The Venture Capital (VC) industry has remained robust during 2021 as US-based companies raised $329.6 billion compared to $166.6 billion in 2020. In terms of investments, the global VC investment reached $643 billion compared to $335 billion in 2020, an increase of 92 per cent year-on-year basis.
Additionally, the significant rise in the number of exits during 2021 has also improved dry powder for the industry, which is expected to remain healthy in the near term. Hence, liquidity within the VC industry might not be an immediate concern for the startup ecosystem but evaluation process is likely to become longer to deploy funds in these companies. In other words, investment firms will scrutinise and lay more emphasis on business models and ability of the startups to sustain through a challenging and uncertain phase before any financial commitment.
The pandemic-struck period had been a dream run for startups, especially those operating in the digital playground. However, this has changed considerably during the past three to four months with the sharp sell-off in public markets, especially tech stocks as it has raised concerns over the valuation of some startups. As a result, the markets are experiencing an unusual tone from the VCs, as they are advising their portfolio companies to adopt for lean times and a challenging liquidity environment.
Startups, on other hand, are moving from hiring to freezing or downsizing with the objective to rationalise costs and minimise the cast burn rate to extend runway. Some of these steps witnessed could be precautionary in nature as they prepare for uncertain times that may lie ahead, but few are also posing pressing questions on the business models of startups with lack of originality or weak fundamentals.

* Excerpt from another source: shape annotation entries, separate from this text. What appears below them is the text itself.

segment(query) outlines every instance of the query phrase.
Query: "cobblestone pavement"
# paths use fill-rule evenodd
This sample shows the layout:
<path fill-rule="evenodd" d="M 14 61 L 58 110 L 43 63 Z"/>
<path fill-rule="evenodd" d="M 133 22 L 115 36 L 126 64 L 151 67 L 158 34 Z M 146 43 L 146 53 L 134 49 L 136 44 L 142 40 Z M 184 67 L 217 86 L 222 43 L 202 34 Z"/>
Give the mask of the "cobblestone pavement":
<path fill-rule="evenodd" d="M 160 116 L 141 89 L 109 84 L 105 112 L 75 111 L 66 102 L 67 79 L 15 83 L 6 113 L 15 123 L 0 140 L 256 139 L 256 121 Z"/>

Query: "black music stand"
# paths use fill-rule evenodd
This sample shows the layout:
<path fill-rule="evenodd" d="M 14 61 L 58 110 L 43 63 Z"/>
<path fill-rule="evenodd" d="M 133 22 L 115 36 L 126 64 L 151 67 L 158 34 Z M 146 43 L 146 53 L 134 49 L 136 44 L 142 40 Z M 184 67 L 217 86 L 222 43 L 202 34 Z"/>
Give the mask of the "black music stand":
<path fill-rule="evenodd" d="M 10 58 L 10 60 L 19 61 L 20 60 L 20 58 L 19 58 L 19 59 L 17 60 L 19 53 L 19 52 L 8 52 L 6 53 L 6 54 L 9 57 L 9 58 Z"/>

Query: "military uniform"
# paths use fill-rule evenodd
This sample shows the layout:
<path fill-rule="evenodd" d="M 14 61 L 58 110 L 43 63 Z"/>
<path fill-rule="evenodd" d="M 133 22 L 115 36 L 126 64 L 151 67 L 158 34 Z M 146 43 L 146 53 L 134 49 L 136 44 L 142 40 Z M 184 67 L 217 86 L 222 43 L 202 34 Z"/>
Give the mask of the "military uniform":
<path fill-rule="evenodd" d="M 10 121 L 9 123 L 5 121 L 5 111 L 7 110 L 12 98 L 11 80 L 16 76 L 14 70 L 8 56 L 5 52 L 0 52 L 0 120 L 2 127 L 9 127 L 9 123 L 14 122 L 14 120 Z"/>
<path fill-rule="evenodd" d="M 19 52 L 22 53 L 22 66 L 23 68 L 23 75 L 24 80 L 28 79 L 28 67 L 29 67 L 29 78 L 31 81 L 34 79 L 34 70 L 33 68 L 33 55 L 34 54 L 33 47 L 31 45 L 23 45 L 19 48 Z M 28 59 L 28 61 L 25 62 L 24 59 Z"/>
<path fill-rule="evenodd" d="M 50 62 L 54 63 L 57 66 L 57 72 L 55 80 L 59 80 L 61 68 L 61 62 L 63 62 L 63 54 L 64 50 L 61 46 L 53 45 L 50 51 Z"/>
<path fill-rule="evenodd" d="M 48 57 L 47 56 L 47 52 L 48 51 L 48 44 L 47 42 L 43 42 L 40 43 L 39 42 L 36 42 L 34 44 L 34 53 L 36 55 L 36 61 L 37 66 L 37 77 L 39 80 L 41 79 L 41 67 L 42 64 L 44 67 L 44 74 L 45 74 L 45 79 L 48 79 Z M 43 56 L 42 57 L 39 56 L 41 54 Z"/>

In the past couple of months, a total of 21,121 employees have been laid off by tech startups compared to 5,892 in 2021. Companies benefiting from the pandemic, such as Netflix, Robinhood, MainStreet, and OnDeck are witnessing slowdown in growth and are forced to reduce workforce to minimize the overall impact on the business.
On the other hand, prominent tech companies, such as Meta and Google have decided to freeze hiring for certain positions on the back of rising uncertainty around the business outlook.
In conclusion, startup founders will have to re-evaluate their business models and continue with innovation to remain ahead of the curve and maintain growth trajectory.
Moreover, the focus will now shift from only growth to profitability or minimising the overall cash burn to extend the runway. This will also be essential in extending the funding rounds as it might not be an easy and quick process anymore. VCs, on the other hand, will take longer time in evaluating and understanding business models to ensure that these companies are able to survive the challenges and slowing demand with rising competition. This new phase might be a turning point for the startup ecosystem as it will differentiate companies that have the ability to build sustainable business models and are well-positioned to navigate through these challenging times. On other hand, this phase will also eliminate or lead to failures of startups that are built on weak foundations or borrowed fundamentals to capitalize on the startup and funding frenzy witnessed during the past 18 months.